Las más de 450 familias que residen en el sector más alejado de Colonia Rural Nueva Esperanza denuncian una situación de vulnerabilidad extrema marcada por la inseguridad y la ausencia de servicios básicos esenciales.


Carlos Figueroa, referente vecinal, señaló que una de las problemáticas es que la Comisaría 20 —que tiene jurisdicción en la zona— se encuentra totalmente desbordada por el surgimiento de nuevos barrios y la falta de recursos para patrullaje.


“La problemática más grande que tenemos es la inseguridad; hemos tenido reuniones con la gente de la Comisaría y lo que nos dicen es que no dan abasto ni con los móviles ni con el personal, y nosotros como estamos en el fondo somos los más afectados”, explicó

Figueroa sobre la desprotección que sienten diariamente.
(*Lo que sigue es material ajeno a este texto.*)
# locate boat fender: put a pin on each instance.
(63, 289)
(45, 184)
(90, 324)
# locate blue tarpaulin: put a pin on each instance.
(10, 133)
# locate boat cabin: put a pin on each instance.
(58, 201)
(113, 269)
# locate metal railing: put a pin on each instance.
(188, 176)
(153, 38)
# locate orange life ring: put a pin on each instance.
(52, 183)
En cuanto a los servicios públicos, si bien el Municipio y la Cooperativa Eléctrica trabajan en un tendido provisorio para regularizar las conexiones clandestinas, el acceso al agua potable sigue dependiendo de camiones cisterna. Rodrigo Marcos, integrante de la comisión vecinal, también advirtió que el acueducto de Mari Menuco atraviesa el barrio, pero la falta de inversión en redes secundarias impide que el agua llegue a los domicilios.


“Atravesó el barrio entero el acueducto, pero lo que está faltando son las redes secundarias y el Municipio viene atrasado con ese tema; nosotros necesitamos agua de canilla domiciliaria y no canillas comunitarias a 500 metros de la casa del vecino, que es una locura”, sentenció Marcos.
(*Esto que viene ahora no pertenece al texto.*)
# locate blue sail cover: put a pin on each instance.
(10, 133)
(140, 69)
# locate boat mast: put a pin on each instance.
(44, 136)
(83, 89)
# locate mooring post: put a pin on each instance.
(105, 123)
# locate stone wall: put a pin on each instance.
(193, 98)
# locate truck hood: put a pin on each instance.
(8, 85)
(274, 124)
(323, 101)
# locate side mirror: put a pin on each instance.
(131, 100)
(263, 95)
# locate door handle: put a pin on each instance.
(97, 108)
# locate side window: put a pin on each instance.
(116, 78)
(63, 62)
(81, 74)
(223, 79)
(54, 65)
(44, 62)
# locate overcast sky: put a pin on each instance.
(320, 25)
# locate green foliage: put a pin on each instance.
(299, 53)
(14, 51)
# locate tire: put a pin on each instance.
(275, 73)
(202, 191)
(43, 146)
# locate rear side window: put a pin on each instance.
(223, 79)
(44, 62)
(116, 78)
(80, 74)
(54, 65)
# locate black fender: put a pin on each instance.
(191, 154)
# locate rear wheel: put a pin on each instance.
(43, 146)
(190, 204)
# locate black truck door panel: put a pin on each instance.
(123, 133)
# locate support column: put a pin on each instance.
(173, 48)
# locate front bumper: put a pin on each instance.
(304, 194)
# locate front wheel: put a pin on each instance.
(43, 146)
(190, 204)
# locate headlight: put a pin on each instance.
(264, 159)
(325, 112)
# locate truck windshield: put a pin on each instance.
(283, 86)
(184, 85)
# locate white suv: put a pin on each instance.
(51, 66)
La falta de un destacamento de bomberos en la zona es otra de las preocupaciones urgentes, dado que la precariedad de las conexiones eléctricas suele derivar en incendios estructurales que los cuarteles de otros barrios no llegan a sofocar a tiempo.
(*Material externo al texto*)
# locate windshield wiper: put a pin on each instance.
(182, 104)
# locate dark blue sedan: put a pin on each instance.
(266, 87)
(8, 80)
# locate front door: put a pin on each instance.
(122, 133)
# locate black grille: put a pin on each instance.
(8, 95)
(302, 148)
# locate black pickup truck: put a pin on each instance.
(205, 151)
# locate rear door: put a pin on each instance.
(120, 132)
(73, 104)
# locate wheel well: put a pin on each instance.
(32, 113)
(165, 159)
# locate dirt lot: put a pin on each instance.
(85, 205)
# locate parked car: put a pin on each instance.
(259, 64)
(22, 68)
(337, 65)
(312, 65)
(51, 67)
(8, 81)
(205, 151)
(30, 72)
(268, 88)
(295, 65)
Los referentes vecinales insisten en que la distancia geográfica de los servicios de emergencia convierte cualquier siniestro en una pérdida total para las familias.


“Necesitamos un destacamento de bomberos porque hemos sufrido muchos incendios por el tema del tendido eléctrico y quedan tan lejos que cuando llegan ya no queda nada; esa es la realidad y lo que pedimos como básico para el sector”, reclamó Marcos.


Finalmente, la comunidad resaltó el impacto que tiene la falta de infraestructura educativa en el barrio, obligando a los niños y adolescentes a trasladarse largas distancias o incluso a falsear domicilios para acceder a una vacante.


Sin escuelas primarias ni secundarias en el sector, el arraigo de las nuevas generaciones se ve amenazado por la falta de políticas públicas de integración.


“La escuela y el secundario no existen directamente en el sector; los chicos tienen que ir a la parte industrial o al centro, pidiendo a gente que les haga cambio de domicilio para poder asistir a la educación pública”, concluyó Marcos.